Let $A$ be a symmetric $n \times n$ matrix over $\mathbb{R}$. Let $0 \neq b \in \mathbb{R}$.
Show that the surface $M = \{x\in \mathbb{R}^n \mid x^T A x = b\}$ is an $(n - 1)$-dimensional submanifold of the manifold $\mathbb{R}^n$.
I was thinking about starting with a basis in $\mathbb{R}^n$ s.t. $ \begin{pmatrix} x & y & z \end{pmatrix} \cdot \begin{pmatrix} a_1 & 0 & 0 \\ 0 & a_2 & 0 \\ 0 & 0& a_3\end{pmatrix} \cdot \begin{pmatrix} x\\ y \\ z\end{pmatrix}$ $ = ax^2+by^2+cz^2 = {\tilde{b}} $,
where $\tilde{b} >0$
Differentiating of $\tilde{b} $ gives us $\begin{pmatrix} 2ax & 2by & 2cz \end{pmatrix}$ which has rank 1.
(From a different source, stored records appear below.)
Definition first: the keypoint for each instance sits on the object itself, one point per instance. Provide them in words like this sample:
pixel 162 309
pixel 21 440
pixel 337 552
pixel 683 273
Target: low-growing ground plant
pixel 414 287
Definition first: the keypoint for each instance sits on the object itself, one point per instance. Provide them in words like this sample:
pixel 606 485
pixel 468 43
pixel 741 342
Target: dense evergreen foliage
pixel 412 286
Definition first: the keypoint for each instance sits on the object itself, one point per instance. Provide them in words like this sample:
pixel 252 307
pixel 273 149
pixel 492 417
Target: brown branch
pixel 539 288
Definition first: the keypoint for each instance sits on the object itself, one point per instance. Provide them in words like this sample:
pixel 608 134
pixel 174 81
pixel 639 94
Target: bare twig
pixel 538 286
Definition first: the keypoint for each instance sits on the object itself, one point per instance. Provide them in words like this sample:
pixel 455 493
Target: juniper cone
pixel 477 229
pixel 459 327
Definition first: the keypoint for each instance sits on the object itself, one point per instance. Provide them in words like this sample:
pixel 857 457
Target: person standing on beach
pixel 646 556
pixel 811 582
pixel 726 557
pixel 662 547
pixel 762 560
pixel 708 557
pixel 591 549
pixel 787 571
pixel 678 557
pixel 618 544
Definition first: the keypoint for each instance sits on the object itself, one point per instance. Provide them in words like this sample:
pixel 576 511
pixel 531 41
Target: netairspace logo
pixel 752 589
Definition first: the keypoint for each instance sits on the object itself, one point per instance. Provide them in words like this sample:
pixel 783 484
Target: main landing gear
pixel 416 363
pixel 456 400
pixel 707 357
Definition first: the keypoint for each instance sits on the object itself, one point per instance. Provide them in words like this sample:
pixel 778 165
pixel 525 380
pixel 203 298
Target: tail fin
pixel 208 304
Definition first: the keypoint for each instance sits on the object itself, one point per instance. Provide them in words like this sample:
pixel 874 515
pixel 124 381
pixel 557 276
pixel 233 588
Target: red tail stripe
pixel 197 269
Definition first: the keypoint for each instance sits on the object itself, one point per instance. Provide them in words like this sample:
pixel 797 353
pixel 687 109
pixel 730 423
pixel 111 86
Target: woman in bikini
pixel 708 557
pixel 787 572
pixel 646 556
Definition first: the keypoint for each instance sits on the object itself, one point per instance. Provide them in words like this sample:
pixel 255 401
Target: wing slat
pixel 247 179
You can use the following result which is known:
Let $f:M\longrightarrow N$ be a smooth map where $M$ is $(n + k)$-dimensional and $N$ is $n$-dimensional. If $q = f(p)$ is a regular value, then $f^{-1}(q)$ is a $k$-dimensional smooth submanifold.
In particular deems $f:\mathbb{R}^{n}\longrightarrow \mathbb{R}$, given by $f(x)=x^{T}Ax$.